Latest revision as of 02:41, 4 October 2012

Three Population Cascade Design

For our three population signal propagation mechanism, we created three different strains using E.coli bacteria. These strains used three different quorum sensing molecules acyl homoserine-lactone (AHL), (autoinducer-1) Ai-1, and (autoinducer-2) Ai-2 coupled with yellow, red, and cyan fluorescent proteins to create a visual oscillating effect.

Population 1:
The sequence begins with the synthesis of LsrK. When LsrK binds with Ai-2 produced by the third population, it creates a phosphorylated dimer, referred to as “Ai-2 +P”, that binds to the PLsrA promoter.
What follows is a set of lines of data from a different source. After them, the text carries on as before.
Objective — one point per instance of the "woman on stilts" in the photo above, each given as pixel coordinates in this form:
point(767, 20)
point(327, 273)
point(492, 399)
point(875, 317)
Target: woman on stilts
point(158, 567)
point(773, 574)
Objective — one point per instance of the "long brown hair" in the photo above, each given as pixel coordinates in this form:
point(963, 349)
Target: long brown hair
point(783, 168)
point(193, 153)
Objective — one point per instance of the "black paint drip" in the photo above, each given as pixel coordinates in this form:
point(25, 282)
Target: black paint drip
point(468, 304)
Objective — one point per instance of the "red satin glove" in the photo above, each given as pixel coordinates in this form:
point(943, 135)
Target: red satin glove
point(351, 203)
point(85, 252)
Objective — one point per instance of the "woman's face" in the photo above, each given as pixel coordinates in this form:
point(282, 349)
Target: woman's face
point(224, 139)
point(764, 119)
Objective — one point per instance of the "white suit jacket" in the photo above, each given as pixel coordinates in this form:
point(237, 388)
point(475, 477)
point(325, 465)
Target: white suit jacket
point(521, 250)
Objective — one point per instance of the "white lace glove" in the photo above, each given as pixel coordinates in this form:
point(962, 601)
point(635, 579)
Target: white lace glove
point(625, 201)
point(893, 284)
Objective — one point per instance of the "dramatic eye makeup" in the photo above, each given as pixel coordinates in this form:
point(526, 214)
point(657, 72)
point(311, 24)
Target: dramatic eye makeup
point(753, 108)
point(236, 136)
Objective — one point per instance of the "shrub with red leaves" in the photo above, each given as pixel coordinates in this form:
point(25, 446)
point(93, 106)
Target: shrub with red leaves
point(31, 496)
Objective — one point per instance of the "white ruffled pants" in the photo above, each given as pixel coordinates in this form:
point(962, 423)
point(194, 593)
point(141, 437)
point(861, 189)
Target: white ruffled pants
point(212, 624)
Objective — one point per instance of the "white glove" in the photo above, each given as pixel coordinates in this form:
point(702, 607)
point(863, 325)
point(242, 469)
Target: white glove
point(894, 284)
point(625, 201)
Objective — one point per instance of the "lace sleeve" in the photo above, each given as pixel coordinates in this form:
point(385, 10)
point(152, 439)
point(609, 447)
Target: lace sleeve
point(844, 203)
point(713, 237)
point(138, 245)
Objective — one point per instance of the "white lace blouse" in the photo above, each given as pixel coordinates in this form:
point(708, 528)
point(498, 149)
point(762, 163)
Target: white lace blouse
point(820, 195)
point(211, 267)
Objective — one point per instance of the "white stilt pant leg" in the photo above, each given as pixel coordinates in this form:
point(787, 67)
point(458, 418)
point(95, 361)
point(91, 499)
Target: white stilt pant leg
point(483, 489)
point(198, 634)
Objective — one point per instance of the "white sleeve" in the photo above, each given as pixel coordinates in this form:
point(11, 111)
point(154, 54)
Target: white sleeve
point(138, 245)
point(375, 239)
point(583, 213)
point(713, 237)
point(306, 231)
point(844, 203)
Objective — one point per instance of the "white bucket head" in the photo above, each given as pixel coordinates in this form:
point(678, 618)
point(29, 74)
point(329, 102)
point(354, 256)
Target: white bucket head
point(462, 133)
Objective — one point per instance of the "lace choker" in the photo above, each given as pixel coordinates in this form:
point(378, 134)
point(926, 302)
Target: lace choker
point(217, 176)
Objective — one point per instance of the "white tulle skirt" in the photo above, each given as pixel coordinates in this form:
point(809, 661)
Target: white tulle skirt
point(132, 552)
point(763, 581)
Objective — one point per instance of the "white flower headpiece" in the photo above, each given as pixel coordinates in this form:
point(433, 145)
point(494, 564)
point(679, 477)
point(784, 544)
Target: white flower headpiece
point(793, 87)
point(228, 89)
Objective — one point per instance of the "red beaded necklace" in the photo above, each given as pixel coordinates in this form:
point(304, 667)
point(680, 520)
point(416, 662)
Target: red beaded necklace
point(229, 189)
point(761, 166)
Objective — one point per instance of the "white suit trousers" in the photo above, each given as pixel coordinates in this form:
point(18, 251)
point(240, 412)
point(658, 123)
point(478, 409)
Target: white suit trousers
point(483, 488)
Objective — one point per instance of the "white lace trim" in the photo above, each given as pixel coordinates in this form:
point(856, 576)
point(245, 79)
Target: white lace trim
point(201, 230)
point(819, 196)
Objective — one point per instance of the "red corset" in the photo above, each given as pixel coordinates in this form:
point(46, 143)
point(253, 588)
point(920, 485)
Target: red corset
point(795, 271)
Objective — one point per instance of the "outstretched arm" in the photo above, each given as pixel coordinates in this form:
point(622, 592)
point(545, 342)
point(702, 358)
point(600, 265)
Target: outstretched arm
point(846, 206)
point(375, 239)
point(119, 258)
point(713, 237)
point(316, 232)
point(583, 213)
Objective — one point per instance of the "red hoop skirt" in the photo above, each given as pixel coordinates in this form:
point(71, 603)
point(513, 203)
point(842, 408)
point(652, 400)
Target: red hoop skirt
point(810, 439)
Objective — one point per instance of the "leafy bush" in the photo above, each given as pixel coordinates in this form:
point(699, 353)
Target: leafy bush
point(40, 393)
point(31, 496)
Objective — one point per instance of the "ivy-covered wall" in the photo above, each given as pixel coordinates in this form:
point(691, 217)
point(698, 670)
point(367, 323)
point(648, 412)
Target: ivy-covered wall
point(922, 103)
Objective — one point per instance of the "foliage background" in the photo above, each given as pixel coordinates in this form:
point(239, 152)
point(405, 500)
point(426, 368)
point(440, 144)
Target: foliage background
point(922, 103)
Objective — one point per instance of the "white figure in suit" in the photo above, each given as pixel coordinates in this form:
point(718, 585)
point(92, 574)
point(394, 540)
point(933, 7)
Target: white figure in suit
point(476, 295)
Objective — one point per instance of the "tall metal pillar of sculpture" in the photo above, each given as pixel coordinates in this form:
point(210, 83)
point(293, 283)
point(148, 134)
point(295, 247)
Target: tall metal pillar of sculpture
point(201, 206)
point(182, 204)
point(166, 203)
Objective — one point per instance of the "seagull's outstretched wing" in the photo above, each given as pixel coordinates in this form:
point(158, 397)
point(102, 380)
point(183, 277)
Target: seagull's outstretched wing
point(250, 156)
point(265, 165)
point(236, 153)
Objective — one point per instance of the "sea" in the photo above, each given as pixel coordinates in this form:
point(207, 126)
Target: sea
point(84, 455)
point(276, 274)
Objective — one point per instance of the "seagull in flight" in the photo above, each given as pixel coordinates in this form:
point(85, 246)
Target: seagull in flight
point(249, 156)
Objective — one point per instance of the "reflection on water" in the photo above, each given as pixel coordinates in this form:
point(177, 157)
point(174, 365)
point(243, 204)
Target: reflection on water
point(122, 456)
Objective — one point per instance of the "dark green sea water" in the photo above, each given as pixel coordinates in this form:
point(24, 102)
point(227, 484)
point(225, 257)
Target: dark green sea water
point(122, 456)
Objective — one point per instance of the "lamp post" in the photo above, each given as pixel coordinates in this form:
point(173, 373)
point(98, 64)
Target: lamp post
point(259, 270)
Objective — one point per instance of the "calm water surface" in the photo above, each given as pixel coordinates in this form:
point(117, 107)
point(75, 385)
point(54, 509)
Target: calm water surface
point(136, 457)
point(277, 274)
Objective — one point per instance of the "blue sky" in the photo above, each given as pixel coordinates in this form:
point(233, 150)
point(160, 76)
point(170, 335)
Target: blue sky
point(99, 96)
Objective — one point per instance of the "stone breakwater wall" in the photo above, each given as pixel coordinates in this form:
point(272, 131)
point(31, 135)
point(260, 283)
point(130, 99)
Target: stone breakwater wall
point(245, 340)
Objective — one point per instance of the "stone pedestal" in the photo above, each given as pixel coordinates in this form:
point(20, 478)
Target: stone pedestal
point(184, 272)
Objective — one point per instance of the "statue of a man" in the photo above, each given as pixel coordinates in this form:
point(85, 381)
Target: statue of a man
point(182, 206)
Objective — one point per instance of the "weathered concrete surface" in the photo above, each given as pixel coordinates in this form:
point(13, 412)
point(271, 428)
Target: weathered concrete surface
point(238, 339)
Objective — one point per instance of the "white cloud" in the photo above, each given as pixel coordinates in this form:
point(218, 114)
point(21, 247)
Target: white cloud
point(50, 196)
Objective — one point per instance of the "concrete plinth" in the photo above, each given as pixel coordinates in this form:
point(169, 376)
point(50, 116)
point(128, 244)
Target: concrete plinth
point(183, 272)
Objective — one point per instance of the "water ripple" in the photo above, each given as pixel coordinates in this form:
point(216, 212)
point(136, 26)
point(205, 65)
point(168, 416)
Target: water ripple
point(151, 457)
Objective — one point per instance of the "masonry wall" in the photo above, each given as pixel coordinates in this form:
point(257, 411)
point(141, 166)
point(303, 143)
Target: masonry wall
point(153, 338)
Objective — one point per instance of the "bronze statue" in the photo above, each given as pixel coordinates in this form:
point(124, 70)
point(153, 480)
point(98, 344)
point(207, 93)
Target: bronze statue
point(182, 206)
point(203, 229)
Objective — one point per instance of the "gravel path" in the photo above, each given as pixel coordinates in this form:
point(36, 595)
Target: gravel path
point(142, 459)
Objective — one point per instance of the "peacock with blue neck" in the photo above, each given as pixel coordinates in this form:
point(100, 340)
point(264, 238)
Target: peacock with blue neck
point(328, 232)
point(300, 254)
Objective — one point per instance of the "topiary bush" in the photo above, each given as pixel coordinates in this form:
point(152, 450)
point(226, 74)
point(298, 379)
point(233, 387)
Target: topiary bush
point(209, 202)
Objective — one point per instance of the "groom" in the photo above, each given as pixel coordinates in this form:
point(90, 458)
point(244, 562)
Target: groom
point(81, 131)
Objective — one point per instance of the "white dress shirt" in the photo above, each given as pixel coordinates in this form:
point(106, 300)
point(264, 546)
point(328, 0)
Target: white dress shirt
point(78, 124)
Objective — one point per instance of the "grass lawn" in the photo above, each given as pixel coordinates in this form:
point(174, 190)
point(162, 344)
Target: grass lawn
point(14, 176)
This promotes the transcription of both Luxl and the yellow fluorescence protein, YFP. Also, LuxI, when bound with S-adenosylmethionine (SAM), produces AHL.

Population 2:

The second population in the sequence is induced by the AHL produced by Population 1. When AHL is in the presence of the bacteria, it creates a dimer with LuxR that binds to PLuxR. PLuxR then promotes LasI which when bound with SAM produces Ai-1. RFP is attached to the end of the LasI gene, so that when LasI is produced, the bacterium also fluoresces red.

Population 3:

The third population in the sequence is induced by the Ai-1 molecules produced by Population 2. When Ai-1 is in the presence of the bacteria, it creates a dimer with LasR and binds to PLasR. PLasR then promotes LuxS which when bound with SAM produces Ai-2. CFP is attached to the end of the LuxS gene, so that when LuxS is produced, the bacterium fluoresces cyan.

Pseudo-population 3

   This population consists of only a Constitutive promoter and LuxS. LuxS is the gene in Population 2 that produces the quorum sensing molecule Ai-2. This pseudo-population is used in testing whether the output of Population 3 will successfully promoter the production of Ai-2 and the yellow flourescence protein expression level in Population 1.